Let $a, b$ be integers such that $b$ is not a square. Show that the field extension $\Bbb Q \subseteq \Bbb Q(\sqrt {a + \sqrt b})$ is normal if and only if at least one of $a^2 − b$ and $(a^2 − b)/b$ is a square in $\Bbb Q$. [Hint: Consider the normal closure of $\Bbb Q(\sqrt {a + \sqrt b})$ over $\Bbb Q$ as a field extension of $\Bbb Q(\sqrt b)$.]
($\implies$) My try:
Let $a; b$ be integers such that $b$ is not a square. if $a^2 − b$ is a square in $ \Bbb Q$., then the field extension $\Bbb Q \subseteq \Bbb Q(\sqrt {a + \sqrt b})$ is normal.
If $a^2 − b$ is a square in $ \Bbb Q$, it means $\sqrt {a^2 − b} \in \Bbb Q$.

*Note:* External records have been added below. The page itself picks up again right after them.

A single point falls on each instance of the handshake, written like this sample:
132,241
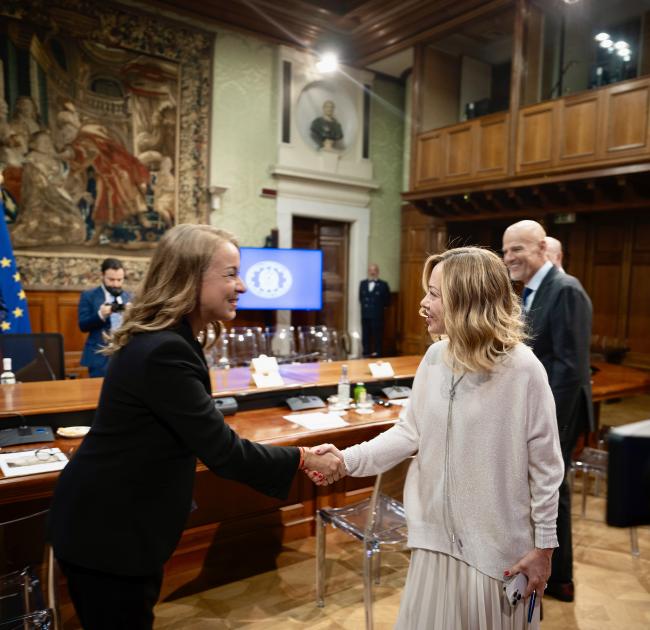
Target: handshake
323,464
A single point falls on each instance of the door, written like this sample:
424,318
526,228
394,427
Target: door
332,237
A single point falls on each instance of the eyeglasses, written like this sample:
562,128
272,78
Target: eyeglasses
46,455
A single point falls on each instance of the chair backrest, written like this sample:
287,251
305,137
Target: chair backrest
386,519
39,620
27,569
34,356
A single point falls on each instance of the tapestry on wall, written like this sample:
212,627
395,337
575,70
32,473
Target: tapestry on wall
104,120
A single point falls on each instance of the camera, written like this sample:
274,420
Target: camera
117,305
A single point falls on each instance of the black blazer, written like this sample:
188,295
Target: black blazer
559,322
94,325
374,302
122,502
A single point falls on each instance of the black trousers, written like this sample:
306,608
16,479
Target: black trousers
105,601
372,331
562,562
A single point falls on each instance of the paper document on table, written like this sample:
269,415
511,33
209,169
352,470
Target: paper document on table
317,420
15,464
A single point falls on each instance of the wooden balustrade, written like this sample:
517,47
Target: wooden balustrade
604,127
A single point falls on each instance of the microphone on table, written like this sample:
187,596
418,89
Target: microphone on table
48,365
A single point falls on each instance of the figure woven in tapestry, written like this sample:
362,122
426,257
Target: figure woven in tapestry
88,143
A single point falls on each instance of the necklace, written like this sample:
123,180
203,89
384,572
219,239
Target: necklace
448,514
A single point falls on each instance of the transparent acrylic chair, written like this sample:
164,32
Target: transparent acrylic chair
378,522
28,576
40,620
594,461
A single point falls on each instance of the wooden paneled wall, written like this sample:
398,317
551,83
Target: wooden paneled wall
56,311
593,129
421,236
608,252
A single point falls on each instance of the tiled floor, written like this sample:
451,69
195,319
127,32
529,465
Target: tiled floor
612,587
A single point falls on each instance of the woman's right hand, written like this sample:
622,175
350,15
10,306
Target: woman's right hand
324,460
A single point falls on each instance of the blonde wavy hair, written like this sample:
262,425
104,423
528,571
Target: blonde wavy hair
482,313
171,287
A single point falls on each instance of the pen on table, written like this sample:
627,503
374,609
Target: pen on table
531,605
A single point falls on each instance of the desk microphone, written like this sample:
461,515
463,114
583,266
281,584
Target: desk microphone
47,364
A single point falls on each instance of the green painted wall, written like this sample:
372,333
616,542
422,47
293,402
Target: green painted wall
244,146
244,134
386,153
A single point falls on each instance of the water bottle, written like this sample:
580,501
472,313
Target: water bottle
7,377
343,391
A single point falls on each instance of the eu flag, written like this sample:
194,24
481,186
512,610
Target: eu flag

I can write $\sqrt {a^2 − b}=\sqrt {a+\sqrt b}\sqrt {a-\sqrt b}$
then $\sqrt {a − \sqrt b}= \frac{\sqrt {a^2 − b}} {\sqrt {a + \sqrt b}}\in \Bbb Q(\sqrt {a + \sqrt b})$ which is the splitting field of $f(x)=(t^2-a)^2-b$, so this extension is normal.
Similarly I showed that if $(a^2 − b)/b$ is a square, the extension is normal
I am stuck trying to show the converse. How should I do that?